A President whose team was heralded as one of the most tech-savvy & open didn't even complete #ObamaCare web tests http://t.co/8mk3mgVb2A
— Darrell Issa (@DarrellIssa) October 22, 2013
Drum wonders whether Republicans can capitalize on the Obamacare fiasco:
There’s plenty of meat available in an investigation of the Obamacare rollout. But a good investigation will go slowly, taking pains not to drown officials in a blizzard of subpoenas while they’re in the middle of fighting a fire. A good investigation will also focus a lot of its effort on real issues of procurement and how the federal government handles IT projects. It won’t be just a fishing expedition for emails that might be embarrassing to Obama staffers. …
Can Issa restrain his attack dog personality enough to understand that? Will the tea party caucus allow it? Or will the whole thing quickly devolve into a barrage of subpoenas that are so obviously politically motivated that no one takes them seriously anymore? We’ll see, but I’d put my money on the latter right now.

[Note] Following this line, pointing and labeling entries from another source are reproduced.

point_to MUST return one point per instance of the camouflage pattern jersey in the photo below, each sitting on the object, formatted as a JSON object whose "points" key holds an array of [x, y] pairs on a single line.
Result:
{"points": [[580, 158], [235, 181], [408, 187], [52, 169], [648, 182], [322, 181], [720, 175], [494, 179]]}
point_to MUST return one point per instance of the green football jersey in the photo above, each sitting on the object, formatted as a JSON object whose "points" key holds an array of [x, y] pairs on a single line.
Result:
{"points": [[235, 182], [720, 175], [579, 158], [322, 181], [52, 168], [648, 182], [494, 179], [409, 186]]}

Waldman places the same bet:
If you’re a Republican member of Congress, this is coming at a critical time, because it’s around now when your potential primary opponents are deciding whether they want to run against you in next year’s election. That gives you an incentive to prove to the folks back home that you’re as conservative as the nuttiest Tea Partier. It isn’t hard to do, really—all that’s necessary is to go on television and tell the Fox News host that you’re deeply concerned that Healthcare.gov was intentionally made to work improperly as a pretext for the socialist Obama administration to collect all our DNA to facilitate herding us into FEMA concentration camps (or something like that). Which helps make your primary challenge less likely, but doesn’t serve the party’s larger purpose of convincing the American public that the GOP is not, in fact, a party of extremists who don’t care about governing.